Leon Lyszkiewicz

Profile
- Position: Defensive tackle

Personal information
- Born: June 11, 1955 (age 70) Grande Prairie, Alberta, Canada
- Listed height: 6 ft 2 in (1.88 m)
- Listed weight: 240 lb (109 kg)

Career information
- University: Alberta

Career history
- 1977: Saskatchewan Roughriders
- 1978–1979: Winnipeg Blue Bombers
- 1980–1982: Toronto Argonauts
- 1983: Edmonton Eskimos
- 1984–1986: Hamilton Tiger-Cats

Awards and highlights
- Grey Cup champion (1986);

= Leon Lyszkiewicz =

Canadian football defensive lineman

Leon Lyszkiewicz (born June 11, 1955 in Grande Prairie, Alberta) is a Canadian former professional football defensive lineman who played ten seasons in the Canadian Football League (CFL) for five different teams.

Lyszkiewicz played CIS football for the Alberta Golden Bears at the University of Alberta from 1973 to 1977. He was drafted by the Edmonton Eskimos in the 1977 college draft, but was released, and was signed Saskatchewan Roughriders later in the year.
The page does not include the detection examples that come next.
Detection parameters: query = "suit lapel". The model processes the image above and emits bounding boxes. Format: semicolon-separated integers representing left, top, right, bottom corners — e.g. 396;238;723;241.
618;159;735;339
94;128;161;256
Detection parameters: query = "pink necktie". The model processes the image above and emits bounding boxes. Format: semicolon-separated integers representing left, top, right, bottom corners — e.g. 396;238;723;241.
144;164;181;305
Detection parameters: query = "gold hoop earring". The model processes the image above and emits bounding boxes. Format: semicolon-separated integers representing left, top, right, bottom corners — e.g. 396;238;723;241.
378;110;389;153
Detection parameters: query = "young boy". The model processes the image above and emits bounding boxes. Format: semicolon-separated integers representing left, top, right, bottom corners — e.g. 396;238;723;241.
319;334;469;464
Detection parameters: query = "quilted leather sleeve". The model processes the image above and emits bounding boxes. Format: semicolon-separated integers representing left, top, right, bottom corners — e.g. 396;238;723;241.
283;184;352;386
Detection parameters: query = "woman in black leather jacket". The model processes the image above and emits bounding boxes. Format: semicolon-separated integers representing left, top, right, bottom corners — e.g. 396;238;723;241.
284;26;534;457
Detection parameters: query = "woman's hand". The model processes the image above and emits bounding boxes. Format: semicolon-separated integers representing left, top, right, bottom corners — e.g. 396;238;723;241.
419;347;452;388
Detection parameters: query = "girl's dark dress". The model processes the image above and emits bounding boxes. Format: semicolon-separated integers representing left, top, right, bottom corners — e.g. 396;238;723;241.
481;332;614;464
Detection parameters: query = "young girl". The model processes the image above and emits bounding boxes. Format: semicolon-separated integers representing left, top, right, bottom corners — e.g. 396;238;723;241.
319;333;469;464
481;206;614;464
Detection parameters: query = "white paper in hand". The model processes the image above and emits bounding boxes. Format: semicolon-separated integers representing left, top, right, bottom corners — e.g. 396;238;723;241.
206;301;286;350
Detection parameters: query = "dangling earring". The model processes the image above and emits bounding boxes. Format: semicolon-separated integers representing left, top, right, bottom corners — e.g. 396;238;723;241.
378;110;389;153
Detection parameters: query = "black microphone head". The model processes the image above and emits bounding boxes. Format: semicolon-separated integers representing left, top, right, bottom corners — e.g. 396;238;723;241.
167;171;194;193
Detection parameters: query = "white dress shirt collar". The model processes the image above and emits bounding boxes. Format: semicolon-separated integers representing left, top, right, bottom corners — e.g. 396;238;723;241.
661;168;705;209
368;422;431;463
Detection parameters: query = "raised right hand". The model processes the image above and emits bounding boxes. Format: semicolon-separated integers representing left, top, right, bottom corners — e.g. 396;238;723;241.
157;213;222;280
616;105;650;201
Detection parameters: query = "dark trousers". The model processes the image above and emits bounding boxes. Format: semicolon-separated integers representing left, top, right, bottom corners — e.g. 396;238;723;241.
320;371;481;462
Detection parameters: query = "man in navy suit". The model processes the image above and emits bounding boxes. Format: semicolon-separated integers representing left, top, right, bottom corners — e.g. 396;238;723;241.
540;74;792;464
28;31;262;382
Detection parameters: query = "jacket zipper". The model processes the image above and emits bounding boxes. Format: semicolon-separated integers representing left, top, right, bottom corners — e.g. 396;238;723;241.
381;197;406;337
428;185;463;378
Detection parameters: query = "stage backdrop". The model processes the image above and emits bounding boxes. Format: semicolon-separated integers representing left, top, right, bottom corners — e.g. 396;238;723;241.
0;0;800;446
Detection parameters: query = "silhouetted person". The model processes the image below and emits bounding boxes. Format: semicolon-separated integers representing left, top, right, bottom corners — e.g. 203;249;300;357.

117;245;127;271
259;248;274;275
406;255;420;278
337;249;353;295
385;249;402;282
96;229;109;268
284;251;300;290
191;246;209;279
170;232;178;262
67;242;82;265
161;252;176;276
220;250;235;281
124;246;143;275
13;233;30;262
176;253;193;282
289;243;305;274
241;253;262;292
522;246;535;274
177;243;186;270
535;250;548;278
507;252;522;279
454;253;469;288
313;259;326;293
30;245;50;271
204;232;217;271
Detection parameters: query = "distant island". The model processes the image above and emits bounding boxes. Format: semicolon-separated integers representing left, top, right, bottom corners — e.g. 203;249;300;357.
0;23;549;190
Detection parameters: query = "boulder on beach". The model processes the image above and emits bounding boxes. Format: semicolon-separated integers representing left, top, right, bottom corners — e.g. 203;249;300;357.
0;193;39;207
He played one game for them, and then for the Winnipeg Blue Bombers for two seasons. In 1980, he was traded to the Toronto Argonauts and played for them until he was traded to the Eskimos during the 1983-4 season. He played for the Hamilton Tiger-Cats from 1984 to 1986. After participating in several losing Grey Cup teams, he won a Grey Cup with the Tiger-Cats in 1986, his last season.